After 40 Years of Dance, What Happens to a Dream Fulfilled?
Sometime in the early 1980s, the choreographer Jawole Willa Jo Zollar had a life-changing dream. Her dead parents, Dot and Al, appeared in it along with other ancestors. They all ate at a table in the middle of the ocean, and her father sang of his failure, cautioning against chasing after outside approval, repeating the phrase “Success is not the test.” A wave crashed over them, and Zollar knew what she had to do.
She created Urban Bush Women, a performance ensemble that tells stories based in the African diaspora from a female perspective. The group is now celebrating its 40th anniversary.

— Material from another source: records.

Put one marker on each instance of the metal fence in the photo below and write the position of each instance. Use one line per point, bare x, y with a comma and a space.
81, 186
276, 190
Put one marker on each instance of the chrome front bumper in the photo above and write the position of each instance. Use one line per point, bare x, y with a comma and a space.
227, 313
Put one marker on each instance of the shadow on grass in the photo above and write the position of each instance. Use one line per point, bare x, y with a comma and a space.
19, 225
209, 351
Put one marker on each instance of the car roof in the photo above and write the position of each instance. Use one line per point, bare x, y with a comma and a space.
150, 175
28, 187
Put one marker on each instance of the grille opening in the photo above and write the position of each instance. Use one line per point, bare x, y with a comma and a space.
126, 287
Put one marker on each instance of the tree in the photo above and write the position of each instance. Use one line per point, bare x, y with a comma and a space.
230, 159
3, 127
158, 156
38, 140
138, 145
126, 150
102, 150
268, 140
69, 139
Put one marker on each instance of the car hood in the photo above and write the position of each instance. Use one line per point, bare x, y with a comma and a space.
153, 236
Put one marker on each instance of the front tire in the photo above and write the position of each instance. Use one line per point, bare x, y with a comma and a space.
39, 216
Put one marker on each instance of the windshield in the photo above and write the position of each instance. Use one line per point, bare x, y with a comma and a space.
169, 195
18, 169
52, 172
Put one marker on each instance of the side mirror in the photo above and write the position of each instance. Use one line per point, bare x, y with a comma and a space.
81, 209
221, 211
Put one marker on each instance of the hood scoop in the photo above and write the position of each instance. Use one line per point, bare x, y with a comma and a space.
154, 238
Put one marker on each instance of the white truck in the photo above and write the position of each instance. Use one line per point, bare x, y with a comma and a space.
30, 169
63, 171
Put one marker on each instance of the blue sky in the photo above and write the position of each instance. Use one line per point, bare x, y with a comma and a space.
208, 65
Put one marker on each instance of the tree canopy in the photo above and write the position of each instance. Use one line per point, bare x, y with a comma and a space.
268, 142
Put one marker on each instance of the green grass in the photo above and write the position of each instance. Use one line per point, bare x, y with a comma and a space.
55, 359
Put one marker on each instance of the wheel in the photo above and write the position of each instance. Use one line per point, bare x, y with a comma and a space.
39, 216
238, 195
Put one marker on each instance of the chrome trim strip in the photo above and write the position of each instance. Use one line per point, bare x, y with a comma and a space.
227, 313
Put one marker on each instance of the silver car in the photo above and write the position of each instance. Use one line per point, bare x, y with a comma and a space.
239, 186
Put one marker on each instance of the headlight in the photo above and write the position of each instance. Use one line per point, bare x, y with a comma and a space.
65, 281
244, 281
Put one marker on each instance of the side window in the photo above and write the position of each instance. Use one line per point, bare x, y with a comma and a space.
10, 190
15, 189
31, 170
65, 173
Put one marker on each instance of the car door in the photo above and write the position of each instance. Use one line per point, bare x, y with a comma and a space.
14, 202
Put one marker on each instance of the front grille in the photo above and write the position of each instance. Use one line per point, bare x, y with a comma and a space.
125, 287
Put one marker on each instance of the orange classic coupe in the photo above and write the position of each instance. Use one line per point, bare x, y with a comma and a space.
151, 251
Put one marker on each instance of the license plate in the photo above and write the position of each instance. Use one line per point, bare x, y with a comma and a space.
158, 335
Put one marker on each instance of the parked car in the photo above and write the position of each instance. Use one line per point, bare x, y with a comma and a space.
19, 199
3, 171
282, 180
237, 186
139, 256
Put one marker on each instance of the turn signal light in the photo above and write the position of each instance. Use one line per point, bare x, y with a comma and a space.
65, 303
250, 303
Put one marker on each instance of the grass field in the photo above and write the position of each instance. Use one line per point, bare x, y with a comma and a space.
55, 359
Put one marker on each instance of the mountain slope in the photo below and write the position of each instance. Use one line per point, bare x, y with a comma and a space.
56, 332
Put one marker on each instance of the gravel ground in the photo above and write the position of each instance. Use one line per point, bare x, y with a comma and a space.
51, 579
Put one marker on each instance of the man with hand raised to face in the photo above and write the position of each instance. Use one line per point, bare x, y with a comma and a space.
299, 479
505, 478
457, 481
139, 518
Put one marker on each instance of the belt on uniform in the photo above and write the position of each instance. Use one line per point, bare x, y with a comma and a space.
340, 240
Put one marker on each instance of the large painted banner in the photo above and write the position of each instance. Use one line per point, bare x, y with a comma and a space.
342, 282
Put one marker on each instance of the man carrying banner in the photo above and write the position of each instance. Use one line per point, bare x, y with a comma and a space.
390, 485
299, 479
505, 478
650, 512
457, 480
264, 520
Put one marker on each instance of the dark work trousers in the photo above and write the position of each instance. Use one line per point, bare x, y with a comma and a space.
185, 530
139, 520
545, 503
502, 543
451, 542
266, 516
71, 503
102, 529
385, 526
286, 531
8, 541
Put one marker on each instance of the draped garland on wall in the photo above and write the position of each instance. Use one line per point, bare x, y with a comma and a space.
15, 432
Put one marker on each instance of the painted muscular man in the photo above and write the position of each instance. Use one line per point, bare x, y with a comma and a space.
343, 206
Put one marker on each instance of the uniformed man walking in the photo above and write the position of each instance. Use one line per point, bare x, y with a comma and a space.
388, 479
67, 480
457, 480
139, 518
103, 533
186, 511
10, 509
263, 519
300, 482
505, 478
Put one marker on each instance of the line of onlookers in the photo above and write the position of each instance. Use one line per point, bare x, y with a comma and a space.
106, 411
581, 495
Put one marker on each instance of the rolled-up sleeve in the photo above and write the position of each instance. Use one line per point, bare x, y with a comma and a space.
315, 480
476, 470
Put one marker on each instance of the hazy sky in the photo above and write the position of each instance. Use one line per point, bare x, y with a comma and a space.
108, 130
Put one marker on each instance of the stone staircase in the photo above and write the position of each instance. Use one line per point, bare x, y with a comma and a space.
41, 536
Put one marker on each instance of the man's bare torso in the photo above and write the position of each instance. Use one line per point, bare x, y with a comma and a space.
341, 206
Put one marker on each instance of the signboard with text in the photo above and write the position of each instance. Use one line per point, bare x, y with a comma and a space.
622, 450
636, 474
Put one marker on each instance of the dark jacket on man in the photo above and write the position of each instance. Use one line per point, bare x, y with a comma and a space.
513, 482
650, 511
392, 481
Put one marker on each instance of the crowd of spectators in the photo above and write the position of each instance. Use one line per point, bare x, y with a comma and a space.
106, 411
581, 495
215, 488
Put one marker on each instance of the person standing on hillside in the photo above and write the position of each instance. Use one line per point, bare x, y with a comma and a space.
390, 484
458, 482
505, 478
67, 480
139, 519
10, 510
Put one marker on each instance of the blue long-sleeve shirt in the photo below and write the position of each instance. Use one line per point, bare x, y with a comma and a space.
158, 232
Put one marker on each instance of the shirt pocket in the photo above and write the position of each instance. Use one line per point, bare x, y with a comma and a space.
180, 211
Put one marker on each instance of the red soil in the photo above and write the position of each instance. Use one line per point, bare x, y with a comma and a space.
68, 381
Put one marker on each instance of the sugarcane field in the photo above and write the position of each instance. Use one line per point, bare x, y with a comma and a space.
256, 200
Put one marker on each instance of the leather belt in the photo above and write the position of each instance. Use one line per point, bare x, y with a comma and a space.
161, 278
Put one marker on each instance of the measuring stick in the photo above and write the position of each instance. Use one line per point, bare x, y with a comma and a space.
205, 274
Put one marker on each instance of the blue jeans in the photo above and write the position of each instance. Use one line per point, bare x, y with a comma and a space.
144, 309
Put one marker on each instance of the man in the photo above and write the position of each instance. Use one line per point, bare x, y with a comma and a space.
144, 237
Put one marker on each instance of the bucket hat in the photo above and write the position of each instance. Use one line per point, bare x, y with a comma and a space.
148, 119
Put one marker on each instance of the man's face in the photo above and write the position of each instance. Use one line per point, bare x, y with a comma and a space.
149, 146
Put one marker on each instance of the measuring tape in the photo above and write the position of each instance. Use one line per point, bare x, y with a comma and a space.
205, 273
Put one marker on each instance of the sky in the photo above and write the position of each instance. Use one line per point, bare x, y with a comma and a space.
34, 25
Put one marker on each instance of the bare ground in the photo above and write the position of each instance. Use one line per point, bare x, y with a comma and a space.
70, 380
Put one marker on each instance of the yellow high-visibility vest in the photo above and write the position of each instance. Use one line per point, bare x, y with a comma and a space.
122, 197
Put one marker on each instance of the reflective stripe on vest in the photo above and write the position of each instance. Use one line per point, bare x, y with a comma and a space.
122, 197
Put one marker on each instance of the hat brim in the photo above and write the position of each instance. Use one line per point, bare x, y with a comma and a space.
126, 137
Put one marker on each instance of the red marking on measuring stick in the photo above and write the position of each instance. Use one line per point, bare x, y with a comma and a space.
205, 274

External markers of success may not be the test, but Zollar, 73, has gathered plenty, especially in the last few years. In 2021, she was named a MacArthur fellow, joining a club associated with genius.
“I’ve worked without concern about awards,” Zollar said recently at the company’s Brooklyn headquarters. “But when these things came, I found it affirming. It’s recognition that this work has been happening. And it has allowed me to think expansively about my own future.”
That future will include new artistic endeavors, perhaps along the lines of “Intelligence,” the Jake Heggie opera she directed and choreographed for Houston Grand Opera last year. But she is stepping away from the institution she founded.